I have been told time and time again that hay is very important when feeding a lot of fresh forage, for the long stem fiber. Otherwise you risk scours. But I have never tried not feeding hay, so can't say for sure.


----------



## Danaus29 (Sep 12, 2005)

I read a study that was conducted somewhere in Africa about using Mulberry branches and leaves as a major part of the rabbit diet. IIRC the rabbits in the 75% (meaning 75% of their diet was Mulberry) were just as heavy and productive as the control group which was fed no mulberry. The kits grew a bit slower on the 75% but not much.


----------



## WestFork (Dec 20, 2012)

This is amazing info. I have an unlimited supply of willow for coppicing, but I will also plant some mulberry trees. I wonder if it would be possible to dry leaves like hay and store the dried/compacted product in buckets like hay?


----------



## Danaus29 (Sep 12, 2005)

I never tried drying it.


----------



## MaggieJ (Feb 6, 2006)

SkagitBrooms said:


> This is amazing info. I have an unlimited supply of willow for coppicing, but I will also plant some mulberry trees. I wonder if it would be possible to dry leaves like hay and store the dried/compacted product in buckets like hay?


I feed a lot of willow and poplar to my rabbits, fresh in summer and dried in winter. I wish I had mulberry trees and may look at planting some. You could look at planting alfalfa and grain to supplement the foraged greens. Sunflower seeds too. When I first started feeding a natural diet I was feeding only greens and grass hay, but I found the rabbits did better when I added small quantities of whole grain. They also need a trace mineral salt block if they are not getting pellets. Growth rate for fryers will likely be slower, but since the overall feed costs on a natural diet are usually less, this is not a big problem.


----------



## Fat Man (Mar 9, 2011)

CraterCove said:


> That article was fantastic. It looks like both my goats and any rabbits would benefit greatly from mulberry. Not to mention the potential uses of the fruits. I will be adding these to my garden, no question.
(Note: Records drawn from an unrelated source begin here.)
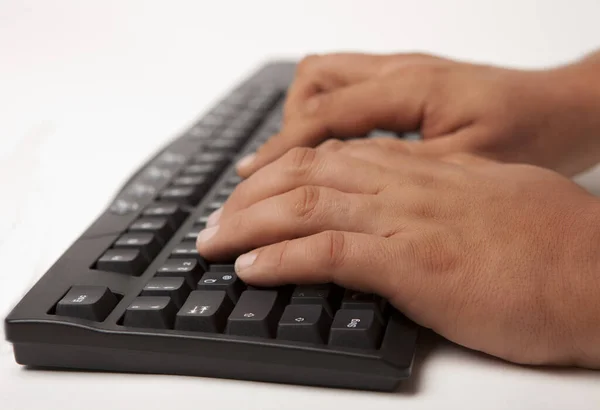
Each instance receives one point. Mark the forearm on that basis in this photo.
(577, 116)
(580, 297)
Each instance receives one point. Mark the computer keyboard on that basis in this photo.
(132, 294)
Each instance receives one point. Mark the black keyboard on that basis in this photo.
(133, 295)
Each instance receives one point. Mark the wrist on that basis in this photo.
(578, 294)
(576, 112)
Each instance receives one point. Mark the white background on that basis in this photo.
(88, 90)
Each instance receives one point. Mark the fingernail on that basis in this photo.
(246, 161)
(245, 261)
(213, 218)
(206, 234)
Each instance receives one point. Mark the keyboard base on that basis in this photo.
(58, 357)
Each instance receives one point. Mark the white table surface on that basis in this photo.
(88, 90)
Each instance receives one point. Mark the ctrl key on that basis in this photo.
(87, 302)
(155, 312)
(357, 328)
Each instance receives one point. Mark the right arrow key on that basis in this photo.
(304, 323)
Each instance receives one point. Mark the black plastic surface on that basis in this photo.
(43, 339)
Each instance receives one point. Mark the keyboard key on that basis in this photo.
(123, 207)
(327, 295)
(156, 312)
(359, 300)
(204, 311)
(225, 281)
(239, 135)
(202, 219)
(213, 206)
(159, 226)
(87, 302)
(186, 250)
(221, 267)
(140, 190)
(173, 212)
(192, 234)
(227, 145)
(256, 314)
(204, 169)
(189, 269)
(169, 157)
(188, 195)
(213, 157)
(154, 173)
(233, 181)
(174, 287)
(304, 323)
(145, 242)
(225, 192)
(220, 198)
(192, 180)
(201, 132)
(356, 328)
(128, 261)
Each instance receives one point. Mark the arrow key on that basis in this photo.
(157, 312)
(204, 311)
(226, 281)
(304, 323)
(174, 287)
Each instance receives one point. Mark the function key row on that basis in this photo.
(145, 237)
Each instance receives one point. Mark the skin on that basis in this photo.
(500, 257)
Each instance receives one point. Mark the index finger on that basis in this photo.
(322, 73)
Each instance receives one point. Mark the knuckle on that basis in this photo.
(307, 65)
(300, 160)
(282, 256)
(458, 158)
(435, 253)
(317, 105)
(332, 145)
(334, 248)
(307, 202)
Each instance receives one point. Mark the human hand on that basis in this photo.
(549, 118)
(499, 258)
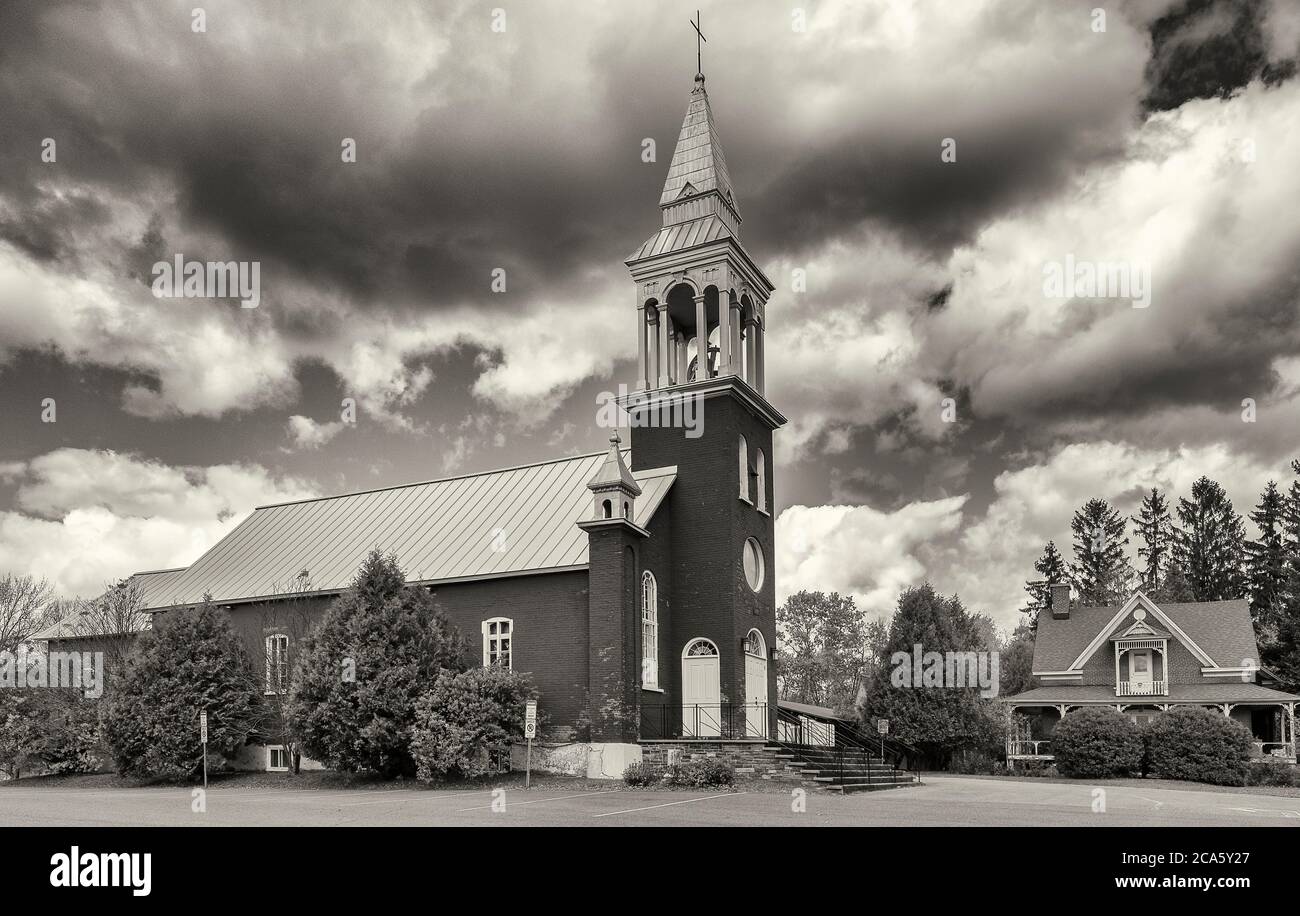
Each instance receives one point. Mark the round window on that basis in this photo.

I went a googling yesterday and apparently we can eat them too. Some folks make tea and you can use them like grape leaves.


----------



## WestFork (Dec 20, 2012)

We had a mulberry tree when I was a kid. It grew tall & a storm blew it over. It was loaded with fruit, which I enjoyed eating. It is a messy tree, so plant one along the outskirts of your living space. I think I will plant several, and shear the trees as I feed the rabbits, keeping the tree small. The fruit was o.k., not my favorite. The birds sure did like it. The tree was fast growing & hardy to 0 at least. Ours did well in heavy soil & single digit temps in winter with hot dry summers. No irrigation after it was established. We never made tea, but it would be interesting to try.


----------



## Fat Man (Mar 9, 2011)

We had two fruitless varieties in the front yard. We had an early/heavy snow two years ago that hammered them pretty bad, they hadn't dropped their leaves yet. I cut one down and pollarded the other last year. I now get plenty of young branches of the pruned tree and the stump.


----------